K : Parlez-vous cuisine, recettes ?
Non, non.
K : Y a-t-il des pratiques culturelles interdisant la consommation de coquillages ?
Non, c’est surtout dans les étangs, parce qu’on élève des huîtres dans les étangs aussi, donc l’eau stagne un peu, y’a moins de de roulement que dans la mer, donc une ou deux fois par an, il y a certains endroits où les huîtres sont interdites à la vente parce qu’il y a des bactéries dans l’eau.
K : Et des interdits alimentaires religieux ?
Euh ... c’est une bonne question, surtout à Marseille. Je sais pas, franchement je peux pas répondre à cette question.
K : Combien de restaurants ne servent que des fruits de mer à Marseille ?
En général très peu. Toinou, c’est le plus grand de France qui ne fait que ça.
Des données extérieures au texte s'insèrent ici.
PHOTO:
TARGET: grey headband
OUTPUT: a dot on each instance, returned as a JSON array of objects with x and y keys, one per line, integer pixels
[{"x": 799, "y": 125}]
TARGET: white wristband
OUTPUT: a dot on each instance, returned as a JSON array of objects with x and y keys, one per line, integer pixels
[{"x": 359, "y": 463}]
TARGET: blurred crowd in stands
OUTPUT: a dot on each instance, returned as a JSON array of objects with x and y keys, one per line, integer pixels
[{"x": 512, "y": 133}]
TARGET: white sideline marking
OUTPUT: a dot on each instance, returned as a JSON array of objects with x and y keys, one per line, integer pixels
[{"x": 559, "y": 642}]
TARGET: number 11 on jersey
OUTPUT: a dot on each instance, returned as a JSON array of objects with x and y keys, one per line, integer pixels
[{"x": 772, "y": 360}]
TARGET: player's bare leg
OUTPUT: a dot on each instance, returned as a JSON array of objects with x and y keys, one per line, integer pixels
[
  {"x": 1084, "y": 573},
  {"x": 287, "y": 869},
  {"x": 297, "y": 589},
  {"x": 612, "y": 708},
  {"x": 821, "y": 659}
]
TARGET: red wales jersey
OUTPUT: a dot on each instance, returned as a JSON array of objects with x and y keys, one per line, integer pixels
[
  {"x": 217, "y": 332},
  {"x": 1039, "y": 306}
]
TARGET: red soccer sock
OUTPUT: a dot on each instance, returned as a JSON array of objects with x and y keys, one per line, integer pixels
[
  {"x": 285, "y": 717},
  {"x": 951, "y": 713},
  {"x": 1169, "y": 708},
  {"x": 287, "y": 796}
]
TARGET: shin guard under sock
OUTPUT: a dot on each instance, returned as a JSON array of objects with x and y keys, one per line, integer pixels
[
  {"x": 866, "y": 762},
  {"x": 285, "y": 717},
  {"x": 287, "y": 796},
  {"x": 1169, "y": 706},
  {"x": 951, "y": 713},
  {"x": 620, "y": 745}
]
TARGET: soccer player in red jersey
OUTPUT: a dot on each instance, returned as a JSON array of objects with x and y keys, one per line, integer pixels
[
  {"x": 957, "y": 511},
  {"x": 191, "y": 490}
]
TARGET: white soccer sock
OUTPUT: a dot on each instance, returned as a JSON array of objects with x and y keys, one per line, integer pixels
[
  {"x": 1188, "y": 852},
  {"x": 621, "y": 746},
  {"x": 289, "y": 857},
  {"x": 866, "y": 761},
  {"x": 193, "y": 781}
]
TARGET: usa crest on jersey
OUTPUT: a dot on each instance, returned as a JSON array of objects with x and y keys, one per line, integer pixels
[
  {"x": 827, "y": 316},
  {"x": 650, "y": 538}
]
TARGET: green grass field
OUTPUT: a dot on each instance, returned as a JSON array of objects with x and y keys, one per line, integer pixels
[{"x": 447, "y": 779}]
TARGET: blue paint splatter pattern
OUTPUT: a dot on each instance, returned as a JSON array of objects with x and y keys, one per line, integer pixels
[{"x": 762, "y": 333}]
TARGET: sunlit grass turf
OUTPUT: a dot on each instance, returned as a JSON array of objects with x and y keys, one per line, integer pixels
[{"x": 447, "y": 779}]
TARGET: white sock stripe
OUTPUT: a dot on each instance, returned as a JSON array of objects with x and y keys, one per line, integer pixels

Moi j’ai travaillé chez le plus grand à Lyon, j’étais chef là-bas pendant trois ans et ici c’est encore plus grand et à Paris, y’a pas de structure où ils ne font que des fruits de mer, c’est que des brasseries où ils font la choucroute ou autre chose.
K : Êtes-vous en relation avec d’autres écaillers sur Marseille ou ailleurs ?
Oui bien sûr, je continue d’avoir des relations avec Merle à Lyon, par exemple, à mon avis qui était le plus perfectionniste dans l’ouverture.
K : Depuis combien de temps êtes-vous écailler ?
Moi, ça fait vingt ans. J’ai commencé par hasard parce qu’en tant que serveur, de temps en temps j’avais des trous et c’est vrai que ça m’a plu, je me suis pris au jeu, j’ai appris à ouvrir une huître ou deux, comme ça, et c’est un métier qui me passionne, que j’aime beaucoup.
K : Il y a des outils pour ouvrir les coquillages ?
Oui, un couteau et une bonne main ! Mais on apprend ce métier pour le faire correctement, pour avoir un certain rendement, en moyenne quatre cents huîtres par heure, en sachant déceler quand une huître est bonne ou mauvaise, parce qu’il peut y avoir une huître qui a une sale tête et qui va être bonne et une huître qui a une jolie tête et qui va être mauvaise. Ça, ça s’apprend pas dans les livres, c’est l’expérience qui fait la différence.
K : Ça peut être dangereux ?
Bè, un écailler qui ne se coupe pas, ça n’existe pas. On peut se couper avec le couteau ou avec l’huître parce que les huîtres sont coupantes, donc un écailler se blesse régulièrement. Y’en a qui se blessent plus souvent que d’autres !
K : Vous-même mangez des coquillages ?
Oui, de temps en temps y’a une huître qui me plaît au moment où je l’ouvre et j’en ai envie, mais c’est souvent le corps qui appelle l’iode : j’en mange pas tout le temps, je peux passer trois mois sans manger une ou alors une semaine, en manger beaucoup. J’aime bien les petites huîtres charnues, donc pas trop grosses mais dodues et fermes en bouche.
K : Vous avez une anecdote liée à votre activité ?
C’est surtout sur la bêtise humaine : je faisais une saison sur Argelès, près de la frontière espagnole, et j’avais un banc d’huîtres, beaucoup plus petit que ça parce que j’étais seul et j’avais un requin, un vrai requin exposé sur le banc et tous ceux qui le voyaient ne pouvaient pas s’empêcher de le toucher, donc j’avais demandé à un responsable qu’il écrive dans toutes les langues : "Ne pas toucher le requin". Un jour j’arrive, et je vois une petite fille de cinq ans à peu près qui touche le poisson, et là, son père, il voit que je vois la petite, il lui met une grande tape dans la figure et il lui dit : "Mais tu vois pas ce qu’il y a marqué sur le panneau ?" Et la petite lui dit : "Non, papa, ch’ais pas lire !"
Propos recueillis par Julie Cisarova le 19/12/07 ; rédaction : Odile Fourmillier.